AS he spoke after his side’s win over Carlton last night, you could see the emotion of the last few moments of the game all over coach Nathan Burke’s face. His side had just booked its first finals berth since 2018.
“I can’t feel the heart to be totally honest,” he said with a laugh. “A tad excited towards the end, but all good now. 24 hours or so I might calm down a little bit.”
On the question of whether he feels forever indebted to Ellie Blackburn after what she pulled off in the last few minutes, Burke spoke glowingly of his skipper.
“You can’t love a person and a footballer more than that,” he said. “[You] don’t know the sort of issues that she’s had on a physical level over the last couple of weeks that she has been dealing with. Her particular condition isn’t helped by flying, so we flew to Perth and back last week, and I honestly didn’t think she was going to play today. So to come out and do that, that’s special.”
Burke touched on how his team had ticked off a few milestones in the match, and the relief of the Bulldogs being back in finals for the first time since 2018.
“We ticked off a couple of milestones in the rooms,” he said. “Three in a row is a milestone, and then making finals is a milestone as well, so I have to buy two cakes this week it looks like, [I’m} happy to do that. “You’ve got to be in it to win it and we’re in it so we’ll see what happens.”
Burke also spoke of the versatility in his group, after a number of players were made to adjust to relatively new roles last night.
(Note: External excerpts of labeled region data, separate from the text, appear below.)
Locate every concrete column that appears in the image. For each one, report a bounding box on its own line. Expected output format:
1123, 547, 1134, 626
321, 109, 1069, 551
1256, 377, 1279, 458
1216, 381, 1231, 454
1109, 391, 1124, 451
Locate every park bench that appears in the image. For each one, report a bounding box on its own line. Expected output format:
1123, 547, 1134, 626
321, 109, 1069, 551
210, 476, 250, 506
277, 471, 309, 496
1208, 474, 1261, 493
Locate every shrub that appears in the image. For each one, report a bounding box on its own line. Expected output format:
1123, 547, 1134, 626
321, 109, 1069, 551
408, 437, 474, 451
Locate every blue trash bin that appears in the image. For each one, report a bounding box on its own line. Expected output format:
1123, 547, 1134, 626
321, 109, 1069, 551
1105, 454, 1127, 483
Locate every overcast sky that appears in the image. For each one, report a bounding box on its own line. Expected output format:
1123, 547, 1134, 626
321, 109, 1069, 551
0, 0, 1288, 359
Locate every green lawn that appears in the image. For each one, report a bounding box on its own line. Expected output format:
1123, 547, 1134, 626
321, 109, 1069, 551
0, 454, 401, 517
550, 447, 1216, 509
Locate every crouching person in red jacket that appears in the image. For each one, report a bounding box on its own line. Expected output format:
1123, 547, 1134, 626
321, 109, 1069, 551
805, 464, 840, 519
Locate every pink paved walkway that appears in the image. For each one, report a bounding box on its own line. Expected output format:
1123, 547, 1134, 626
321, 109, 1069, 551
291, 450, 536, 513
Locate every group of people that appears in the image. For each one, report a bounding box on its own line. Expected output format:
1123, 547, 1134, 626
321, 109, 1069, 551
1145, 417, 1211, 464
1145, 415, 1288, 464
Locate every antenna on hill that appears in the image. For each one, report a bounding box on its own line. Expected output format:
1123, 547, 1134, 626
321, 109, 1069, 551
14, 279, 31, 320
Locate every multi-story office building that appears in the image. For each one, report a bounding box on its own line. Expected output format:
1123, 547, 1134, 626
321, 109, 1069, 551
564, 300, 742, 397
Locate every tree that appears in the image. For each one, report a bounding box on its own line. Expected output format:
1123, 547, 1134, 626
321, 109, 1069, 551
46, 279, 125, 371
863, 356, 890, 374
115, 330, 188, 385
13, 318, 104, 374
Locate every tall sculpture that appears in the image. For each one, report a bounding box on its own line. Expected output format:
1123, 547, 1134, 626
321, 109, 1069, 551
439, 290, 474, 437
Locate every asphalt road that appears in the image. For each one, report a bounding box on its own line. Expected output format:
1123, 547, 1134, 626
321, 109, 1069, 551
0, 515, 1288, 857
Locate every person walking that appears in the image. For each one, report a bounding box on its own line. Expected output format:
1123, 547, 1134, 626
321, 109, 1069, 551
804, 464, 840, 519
“We’ve always said as a coaching staff our team at the start of the year won’t be the team at the end of the year and part of that is to keep the team fresh a little bit,” he said. “We always knew ‘Lizzie‘ (Elizabeth Georgostathis) could go back, we always knew Elle Bennetts could go back. We wanted to change up the look of the midfield, so Dee Berry and ‘Browny‘ (Eleanor Brown) have come into the middle and Sarah Hartwig’s gone forward. So there’s five changes, which is 25 per cent of the team or over.
“One, it freshens up those players, the other players see them doing well so it freshens the up and gives us a bit of a different look. So the fact is that all those players have really grasped that opportunity and then we can still change them around. They’re a really versatile lot, and no matter what I throw at them they take to it and give it a crack.”
Having booked their finals ticket, the Bulldogs now face a wait to find out who they will lock horns with in week one of finals. Currently sixth, they could realistically come up against Collingwood, North Melbourne, or Geelong depending on results.